No, I don’t wish to contribute much more to the tonnage of comment on the works of W. H. Auden. I just want to add this feather.
Here’s a poem Auden wrote, I have no idea why. It’s from The Sea and The Mirror, and takes up themes from Shakespeare’s the Tempest…but I don’t care.
Warm are the still and lucky miles,
White shores of longing stretch away,
A light of recognition fills
The whole great day, and bright
The tiny world of lovers’ arms.
Silence invades the breathing wood
Where drowsy limbs a treasure keep,
Now greenly falls the learned shade
Across the sleeping brows
And stirs their secret to a smile.
Restored! Returned! The lost are borne
On seas of shipwreck home at last:
See! In a fire of praising burns
The dry dumb past, and we
Our life-day long shall part no more.
***
Read the above, and you presume you’ve been reading rhymed verse. But look hard. No rhymes!
Huh?
Then look harder again. Or hear harder.
The first stressed word of the third line in each stanza rhymes with the last of the fourth.
The first and third lines end in consonant rhyme: it’s delicate, but perceptible.
Even more devilish is the way the second line rhymes fully with the front half of the fourth. (In tricky Auden fashion, there’s no caesura in “Across the sleeping brows”, but the ear still picks up the rhyme because of the quantity of the rhyming syllable, sleep-, and the weakness of the surrounding syllables.)
As if that’s not enough, check out the quasi-rhymes of the middle of the first lines and the ends of the third lines. And the fainter consonant rhymes at the end of each caesura in the first line of each stanza: still-miles, invades-wood, returned-borne. Subtle but audible – and he meant to do it.

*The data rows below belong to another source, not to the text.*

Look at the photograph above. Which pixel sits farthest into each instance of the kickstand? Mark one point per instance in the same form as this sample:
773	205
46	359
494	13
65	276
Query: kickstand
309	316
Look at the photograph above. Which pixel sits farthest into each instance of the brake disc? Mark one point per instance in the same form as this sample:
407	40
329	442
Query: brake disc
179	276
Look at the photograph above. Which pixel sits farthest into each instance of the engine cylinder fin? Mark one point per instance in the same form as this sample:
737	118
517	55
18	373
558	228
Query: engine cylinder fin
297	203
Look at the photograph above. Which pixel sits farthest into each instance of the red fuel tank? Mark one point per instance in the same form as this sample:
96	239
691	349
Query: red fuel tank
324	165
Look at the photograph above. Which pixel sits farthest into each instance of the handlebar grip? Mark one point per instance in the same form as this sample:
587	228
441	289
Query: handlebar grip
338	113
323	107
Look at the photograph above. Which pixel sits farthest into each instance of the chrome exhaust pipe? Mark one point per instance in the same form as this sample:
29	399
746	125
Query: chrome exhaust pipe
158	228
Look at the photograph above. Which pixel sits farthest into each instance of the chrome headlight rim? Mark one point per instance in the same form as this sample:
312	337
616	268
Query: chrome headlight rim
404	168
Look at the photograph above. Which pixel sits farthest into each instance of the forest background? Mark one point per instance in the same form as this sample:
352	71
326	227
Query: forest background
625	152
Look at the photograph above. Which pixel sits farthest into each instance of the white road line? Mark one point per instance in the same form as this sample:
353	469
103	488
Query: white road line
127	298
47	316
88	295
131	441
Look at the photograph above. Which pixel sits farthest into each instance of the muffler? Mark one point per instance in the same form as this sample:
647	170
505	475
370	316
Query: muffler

All very deliberate…and all quite wonderful. And there’s more deliberate music, beyond those half-buried rhymes and assonances. There are metrical intricacies, too, and much attention to syllabic quantity. Note the slight bump in the metre at the penultimate line, with an alliteration right on the bump.
So clever. So pretty. Why does nobody talk about these things?

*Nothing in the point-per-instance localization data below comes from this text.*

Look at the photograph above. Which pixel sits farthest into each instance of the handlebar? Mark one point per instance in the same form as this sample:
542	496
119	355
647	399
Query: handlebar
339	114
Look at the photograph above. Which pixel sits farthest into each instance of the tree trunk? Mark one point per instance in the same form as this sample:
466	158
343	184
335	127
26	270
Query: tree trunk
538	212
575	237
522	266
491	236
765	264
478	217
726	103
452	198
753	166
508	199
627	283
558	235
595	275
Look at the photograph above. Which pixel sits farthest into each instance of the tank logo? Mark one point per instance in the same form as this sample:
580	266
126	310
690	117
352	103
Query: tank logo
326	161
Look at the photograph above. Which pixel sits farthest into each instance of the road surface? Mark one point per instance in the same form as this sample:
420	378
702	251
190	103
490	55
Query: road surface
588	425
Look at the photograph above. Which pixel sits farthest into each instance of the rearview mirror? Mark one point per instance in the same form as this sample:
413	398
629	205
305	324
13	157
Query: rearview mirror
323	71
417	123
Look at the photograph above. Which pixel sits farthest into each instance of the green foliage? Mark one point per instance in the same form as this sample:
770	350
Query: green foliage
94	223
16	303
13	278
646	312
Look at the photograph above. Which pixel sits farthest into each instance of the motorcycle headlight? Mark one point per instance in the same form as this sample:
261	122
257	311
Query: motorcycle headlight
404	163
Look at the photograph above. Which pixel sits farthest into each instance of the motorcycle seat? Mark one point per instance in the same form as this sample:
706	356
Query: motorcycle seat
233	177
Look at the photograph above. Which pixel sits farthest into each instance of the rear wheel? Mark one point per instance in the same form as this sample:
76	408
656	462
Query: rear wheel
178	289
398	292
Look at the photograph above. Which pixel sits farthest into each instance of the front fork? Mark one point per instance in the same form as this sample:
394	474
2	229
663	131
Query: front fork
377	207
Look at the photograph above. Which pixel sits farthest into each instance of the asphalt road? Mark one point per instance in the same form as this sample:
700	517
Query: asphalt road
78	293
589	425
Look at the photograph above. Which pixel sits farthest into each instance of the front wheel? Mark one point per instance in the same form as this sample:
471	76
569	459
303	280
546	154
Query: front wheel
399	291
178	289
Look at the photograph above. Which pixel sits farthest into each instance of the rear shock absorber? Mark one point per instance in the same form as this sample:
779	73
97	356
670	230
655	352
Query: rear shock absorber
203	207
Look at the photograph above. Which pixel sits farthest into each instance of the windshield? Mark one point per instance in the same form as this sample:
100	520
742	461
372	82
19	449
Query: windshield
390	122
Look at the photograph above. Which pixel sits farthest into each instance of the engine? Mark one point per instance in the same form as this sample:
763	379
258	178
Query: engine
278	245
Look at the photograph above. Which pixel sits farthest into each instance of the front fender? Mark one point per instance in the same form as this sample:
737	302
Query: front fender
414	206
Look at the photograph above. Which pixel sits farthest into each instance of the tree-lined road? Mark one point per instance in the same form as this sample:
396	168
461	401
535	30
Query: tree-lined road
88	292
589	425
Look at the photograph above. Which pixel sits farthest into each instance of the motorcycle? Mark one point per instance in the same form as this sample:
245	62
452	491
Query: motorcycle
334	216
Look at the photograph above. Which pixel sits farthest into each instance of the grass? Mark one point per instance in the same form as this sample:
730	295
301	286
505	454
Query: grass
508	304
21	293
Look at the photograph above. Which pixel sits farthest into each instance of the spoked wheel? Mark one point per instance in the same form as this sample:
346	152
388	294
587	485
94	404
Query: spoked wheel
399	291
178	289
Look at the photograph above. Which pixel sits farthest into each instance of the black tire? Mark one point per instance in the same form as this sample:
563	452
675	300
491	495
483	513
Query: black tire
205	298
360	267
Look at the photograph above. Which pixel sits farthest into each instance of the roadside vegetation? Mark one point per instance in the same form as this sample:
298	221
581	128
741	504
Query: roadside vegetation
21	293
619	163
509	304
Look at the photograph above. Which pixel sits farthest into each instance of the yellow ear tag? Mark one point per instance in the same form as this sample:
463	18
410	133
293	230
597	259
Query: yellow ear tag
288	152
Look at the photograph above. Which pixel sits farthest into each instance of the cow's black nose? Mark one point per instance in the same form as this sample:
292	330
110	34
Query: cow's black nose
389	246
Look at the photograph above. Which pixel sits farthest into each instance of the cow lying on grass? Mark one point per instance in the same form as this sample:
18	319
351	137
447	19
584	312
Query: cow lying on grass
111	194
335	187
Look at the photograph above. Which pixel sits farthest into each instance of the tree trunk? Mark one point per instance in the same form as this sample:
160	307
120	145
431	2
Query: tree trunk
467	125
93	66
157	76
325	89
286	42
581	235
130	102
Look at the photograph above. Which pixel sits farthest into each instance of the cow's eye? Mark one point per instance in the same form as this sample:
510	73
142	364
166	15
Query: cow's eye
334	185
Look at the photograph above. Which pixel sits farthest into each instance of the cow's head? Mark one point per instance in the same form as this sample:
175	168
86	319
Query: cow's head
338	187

Came across this., mosomoso, via comment by ‘Fan of more
discourse’ on Climate Etc blog )
Strange , I hadn’ realised the poem draws on Shakespeare’s
Tempest. Auden also wrote on Calaban, I must look it up.
Beth the serf.
Beth, it’s from The Sea and The Mirror, as I remember. I no longer have a copy of Auden, but there’s another piece in that collection which is a hoot:
Song Of The Master And Boatswain
At Dirty Dick’s and Sloppy Joe’s
We drank our liquor straight,
Some went upstairs with Margery,
And some, alas, with Kate;
And two by two like cat and mouse
The homeless played at keeping house.
There Wealthy Meg, the Sailor’s Friend,
And Marion, cow-eyed,
Opened their arms to me but I
Refused to step inside;
I was not looking for a cage
In which to mope my old age.
The nightingales are sobbing in
The orchards of our mothers,
And hearts that we broke long ago
Have long been breaking others;
Tears are round, the sea is deep:
Roll them overboard and sleep.
It’s a bit clumsy, but that may be on purpose. He did most things on purpose, did Auden.
Say, mosmoso, Auden, the poet of Grimm, I’d say.

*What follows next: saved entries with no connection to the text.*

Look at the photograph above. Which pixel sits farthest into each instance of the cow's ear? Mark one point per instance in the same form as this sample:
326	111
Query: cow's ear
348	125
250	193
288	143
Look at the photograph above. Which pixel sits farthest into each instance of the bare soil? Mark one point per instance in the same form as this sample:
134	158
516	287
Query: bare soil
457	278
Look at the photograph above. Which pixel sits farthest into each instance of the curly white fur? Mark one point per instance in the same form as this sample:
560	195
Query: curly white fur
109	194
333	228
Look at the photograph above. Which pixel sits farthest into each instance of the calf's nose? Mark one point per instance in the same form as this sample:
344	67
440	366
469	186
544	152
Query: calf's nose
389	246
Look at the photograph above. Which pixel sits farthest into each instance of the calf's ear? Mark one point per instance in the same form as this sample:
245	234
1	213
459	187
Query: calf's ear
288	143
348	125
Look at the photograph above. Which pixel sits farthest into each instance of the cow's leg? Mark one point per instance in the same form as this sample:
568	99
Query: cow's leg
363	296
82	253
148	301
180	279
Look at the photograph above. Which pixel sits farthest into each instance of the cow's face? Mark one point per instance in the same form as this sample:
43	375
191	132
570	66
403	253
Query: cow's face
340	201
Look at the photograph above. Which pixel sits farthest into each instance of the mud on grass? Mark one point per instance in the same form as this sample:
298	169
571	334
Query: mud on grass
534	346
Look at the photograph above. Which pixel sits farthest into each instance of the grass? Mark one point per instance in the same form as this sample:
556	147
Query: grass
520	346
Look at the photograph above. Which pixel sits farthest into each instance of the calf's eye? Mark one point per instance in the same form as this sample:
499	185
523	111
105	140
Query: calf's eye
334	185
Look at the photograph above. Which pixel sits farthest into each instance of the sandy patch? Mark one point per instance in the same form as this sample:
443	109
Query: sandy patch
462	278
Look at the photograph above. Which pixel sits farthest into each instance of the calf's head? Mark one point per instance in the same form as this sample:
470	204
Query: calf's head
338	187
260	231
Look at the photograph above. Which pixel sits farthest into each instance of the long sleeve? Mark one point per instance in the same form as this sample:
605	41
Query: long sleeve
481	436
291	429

This on The Tempest fromThe Sea and the Mirror
as well:
‘The aged catch their breath,
For the nonchalant couple go
Waltzing across the tightrope
As if there was no death
Or hope of falling down.
The wounded cry as the clown
Doubles his meaning and O
How the dear little children laugh
When the drums roll and the lovely
Lady is sawn in half.’
Doesn’t get any lighter, right down ter the grimm finale.,
‘Which goes to show that the Bard
Was sober when he wrote
That this world of fact we love
Is unsubstantial stuff:
All the rest is silence
On the other side of the wall: ( hmmm another wall.)
And the silence ripeness,
And the ripeness all.
Note trickyy subversive rhyme patterns and
assonance ter give a sense of jingly order
but it’s askew … or maybe I misconstrue.
(Caught the smiley habit from a blog poster.)
Beth the serf
That’s a fun piece, serf. The smileys are kind of scary. But I’ve always thought smileys are the stuff of horror.
Now I won’t sleep till I can think of another poem with walls.
Walls…walls…
Nursery rhymes, moso? Plenty of horror, and a few walls there.
A serf.
Re yr enquiry on Climate Etc. letters ter the editer, the
clue werd is ‘stooge.’ The writer has previously disclosed
his name so that’s how I know … Serf
No luck with the letter. Oh well. The English indophile can always just drop it in here as a comment.
If he mentions cricket I’ll just [SNIP] him.